Before the Procedure
The
plastic surgeon will speak with you about your goals, take an in-depth history
of your cancer diagnosis, and perform a detailed physical examination to help
you arrive at a decision about which breast reconstruction method is best for
your situation.
Some of
the specific advices you’ll receive about preparing for surgery include:
Ø Smoking cessation
Ø Medications to avoid
Ø When to take your prescribed medications
Ø Proper washing techniques
Ø Restrictions regarding eating and drinking
the night before surgery.
After Breast Reconstruction
Most of
the women feel tired and tender for more than a few weeks after the breast
reconstruction surgery. The surgeon or plastic surgeon will prescribe the
medications to comfort the pain. Take advices from the surgeon after the
surgery about clothing, food and lifestyle.
Pain and Discomfort After Surgery
You will
be having some pain after surgery. For most of the people, the pain is
temporary. The bruising and swelling from the surgery may take up to 8 weeks to
give relief. Learn about managing pain from the surgeons after surgery.

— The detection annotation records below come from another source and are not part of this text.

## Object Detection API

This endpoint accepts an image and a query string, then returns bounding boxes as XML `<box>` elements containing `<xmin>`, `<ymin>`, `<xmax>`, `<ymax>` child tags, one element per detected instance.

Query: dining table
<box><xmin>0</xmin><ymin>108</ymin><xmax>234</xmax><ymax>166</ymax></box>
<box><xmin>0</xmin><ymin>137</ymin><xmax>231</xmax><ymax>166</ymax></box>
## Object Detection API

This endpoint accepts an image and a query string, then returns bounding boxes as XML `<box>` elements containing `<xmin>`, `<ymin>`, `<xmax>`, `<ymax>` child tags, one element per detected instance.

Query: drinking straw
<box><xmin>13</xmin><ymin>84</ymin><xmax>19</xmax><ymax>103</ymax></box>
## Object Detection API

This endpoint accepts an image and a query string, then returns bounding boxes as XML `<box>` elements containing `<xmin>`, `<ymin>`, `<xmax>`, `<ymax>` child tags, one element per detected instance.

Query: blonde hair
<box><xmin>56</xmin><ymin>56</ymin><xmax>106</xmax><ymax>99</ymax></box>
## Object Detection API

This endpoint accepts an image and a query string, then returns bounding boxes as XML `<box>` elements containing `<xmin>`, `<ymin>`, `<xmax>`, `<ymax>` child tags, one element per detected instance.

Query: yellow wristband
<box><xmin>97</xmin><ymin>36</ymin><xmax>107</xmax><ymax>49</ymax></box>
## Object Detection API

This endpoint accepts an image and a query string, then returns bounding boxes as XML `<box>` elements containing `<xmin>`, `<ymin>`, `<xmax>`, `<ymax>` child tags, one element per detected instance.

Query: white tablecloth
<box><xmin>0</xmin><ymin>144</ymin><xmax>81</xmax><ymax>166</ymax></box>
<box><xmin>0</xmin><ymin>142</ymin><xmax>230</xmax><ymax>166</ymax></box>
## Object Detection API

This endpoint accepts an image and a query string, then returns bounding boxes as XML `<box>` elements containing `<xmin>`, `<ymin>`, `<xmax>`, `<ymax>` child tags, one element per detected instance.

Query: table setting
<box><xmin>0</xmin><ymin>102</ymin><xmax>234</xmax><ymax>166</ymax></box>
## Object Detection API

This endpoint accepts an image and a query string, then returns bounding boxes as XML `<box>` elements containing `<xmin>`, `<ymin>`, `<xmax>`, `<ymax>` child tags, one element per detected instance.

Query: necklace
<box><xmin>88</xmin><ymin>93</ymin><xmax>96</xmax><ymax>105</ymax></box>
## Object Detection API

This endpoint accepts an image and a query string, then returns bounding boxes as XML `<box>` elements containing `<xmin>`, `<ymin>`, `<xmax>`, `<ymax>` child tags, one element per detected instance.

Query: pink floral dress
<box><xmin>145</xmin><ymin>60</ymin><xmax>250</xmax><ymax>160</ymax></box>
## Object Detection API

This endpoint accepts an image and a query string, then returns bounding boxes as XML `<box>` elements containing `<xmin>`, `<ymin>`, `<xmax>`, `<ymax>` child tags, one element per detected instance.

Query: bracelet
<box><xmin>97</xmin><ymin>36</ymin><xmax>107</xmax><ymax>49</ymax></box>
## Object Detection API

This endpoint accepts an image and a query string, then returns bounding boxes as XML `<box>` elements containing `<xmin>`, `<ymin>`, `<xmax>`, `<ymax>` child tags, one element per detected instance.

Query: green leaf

Getting Back to Your Normal Routine
Overhead
lifting, strenuous sports and other works should be avoided for 4-6 weeks after
reconstructive surgery. Most women can continue normal activity within 8 weeks.
Talk with your health care provider about activities to avoid and when you can
get back to your normal routine.
Expectations
Although
breast reconstruction techniques continue to recover, a reconstructed breast
will never look or feel the same as your natural breast. Reconstruction outcomes
differ and might depend on the quality of the material left after a mastectomy.
How your reconstructed breast will look, and texture depends on several factors
including your natural breast structure and your treatment plan. Sometimes, the
sorts of treatments you will have (for example, if you need radiation therapy)
limit your reconstruction options and can affect the final look and feel of
your reconstructed breast. Although this can be offensive, keep in mind your
treatment is intentional to get clear of your breast
cancer and keep it from coming back. The plastic surgeon will help you
choose the reconstruction that will give you the best results.